When the technicalities of corporate bonds become front page news, it is generally for very bad reasons – and so it was in the global financial crisis of 2008–09.
In the intervening years, however, many companies have cleaned up their balance sheets and reduced their borrowing. In a number of sectors, perhaps most notably finance, borrowing cultures have changed significantly, in great part due to regulation.
Thus banks now tend to hold higher levels of ‘contingent capital’, often in the form of ‘coco bonds’ – shorthand for ‘contingent convertible bonds’. If a company faces default, these bonds automatically convert into equity, which leads to a rapid drop in their value, hitting investors. Martin Horne of Babson Capital, which manages the St. James’s Place Corporate Bond fund, believes that some of these risks are now being overlooked.
“A lot of bond owners don’t know the risk of convertible bonds – many people always assumed they would never actually be converted,” said Horne.
Horne invests in senior secured bonds, a far safer form of bonds that sit at the top of the capital ladder. Just as investors are failing to price in risk on coco bonds, so Horne believes they are failing to understand the far safer nature of senior secured bonds. “We do think there is a lot of value in senior secured bonds at the moment,” he says.
Senior secured bonds, on the other hand, sit at the top of the capital ladder, which means they are the first to get repaid, and the last to suffer in the event of a default. Inevitably, that means they tend to come with a premium over the next-best level, unsecured debt. Horne believes that premium is now exceptionally cheap.
“Unsecured bonds are trading at 7.55% above Treasuries [US government bonds], but secured debt is trading at 7.25% above,” says Horne. (The percentage yield is directly correlated to the risk level: the higher the risk, the higher the yield.)
“That means that investors buying unsecured debt are not being rewarded for the additional risk. So why take it?” says Horne.
Horne sees a number of macroeconomic factors as supportive of the credit class more broadly. He points to the European Central Bank’s extension of quantitative easing (as well as accommodative monetary policy in other currency areas) and to the resilience of consumer spending.
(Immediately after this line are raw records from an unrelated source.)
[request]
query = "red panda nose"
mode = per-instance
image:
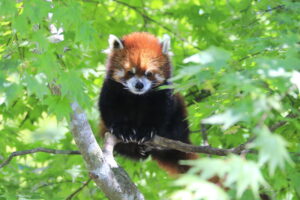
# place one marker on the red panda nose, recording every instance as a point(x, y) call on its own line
point(139, 85)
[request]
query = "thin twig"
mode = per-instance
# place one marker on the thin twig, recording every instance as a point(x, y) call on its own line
point(204, 134)
point(79, 189)
point(40, 149)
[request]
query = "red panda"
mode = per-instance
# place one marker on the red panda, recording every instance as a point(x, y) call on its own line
point(134, 108)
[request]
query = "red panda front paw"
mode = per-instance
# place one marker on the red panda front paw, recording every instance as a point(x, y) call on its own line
point(127, 135)
point(145, 136)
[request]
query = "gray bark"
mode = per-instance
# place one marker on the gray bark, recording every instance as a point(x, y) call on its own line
point(108, 176)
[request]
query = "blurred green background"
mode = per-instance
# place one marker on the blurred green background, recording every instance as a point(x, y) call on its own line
point(236, 62)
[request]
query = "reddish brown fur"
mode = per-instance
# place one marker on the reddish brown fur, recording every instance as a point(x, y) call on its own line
point(143, 52)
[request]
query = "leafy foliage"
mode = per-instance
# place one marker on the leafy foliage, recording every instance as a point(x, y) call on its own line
point(236, 63)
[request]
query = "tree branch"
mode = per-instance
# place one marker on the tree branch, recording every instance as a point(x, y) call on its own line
point(113, 180)
point(166, 143)
point(30, 151)
point(79, 189)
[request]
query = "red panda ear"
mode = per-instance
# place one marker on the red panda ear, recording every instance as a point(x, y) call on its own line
point(165, 44)
point(114, 43)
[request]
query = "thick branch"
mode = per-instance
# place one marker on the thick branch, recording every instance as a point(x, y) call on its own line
point(113, 180)
point(166, 143)
point(31, 151)
point(79, 189)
Among the headwinds for investors, he highlights low corporate profits, low inflation, and trouble in emerging markets. Many are also concerned at disappointing global growth rates but, for bond investors, low growth comes with a silver lining.
“Slow, low growth is actually favourable for bonds,” says Horne. “We want positive GDP growth. But a low-growth environment is good for what we do – high growth leads to over-confidence, after which credit quality deteriorates and default risks increase."
As of the end of January, the fund was invested in 121 debt issuers and the average maturity of the bonds was around five-and-a-half years. Bonds in the portfolio average a 6% return above Treasuries – twice as good as what was on offer before the financial crisis, Horne points out. Nevertheless, although credit conditions have improved considerably, there are areas he currently avoids.
“Credit quality is all-important in constructing the portfolio – we avoid financials at the moment,” says Horne. “The issuers we hold are well-capitalised, strong businesses like Vue, Warner Music, Brakes [the ‘foodservice provider’] and Travelex.”
Such companies are resilient, Horne argues, “even in downturns”. In the current environment, Horne believes they make for a doubly good investment, since spreads continue to price in too much risk. Moreover, few asset classes offer better security in troubled times – when a company faces debt trouble, senior secured bondholders get repaid ahead of all other investors.
“When a company faces debt trouble, senior secured gets the keys to the business,” says Horne.
The opinions expressed are those of Martin Horne and are subject to market or economic changes. This material is not a recommendation, or intended to be relied upon as a forecast, research or advice. The views are not necessarily shared by other investment managers or by St. James’s Place Wealth Management.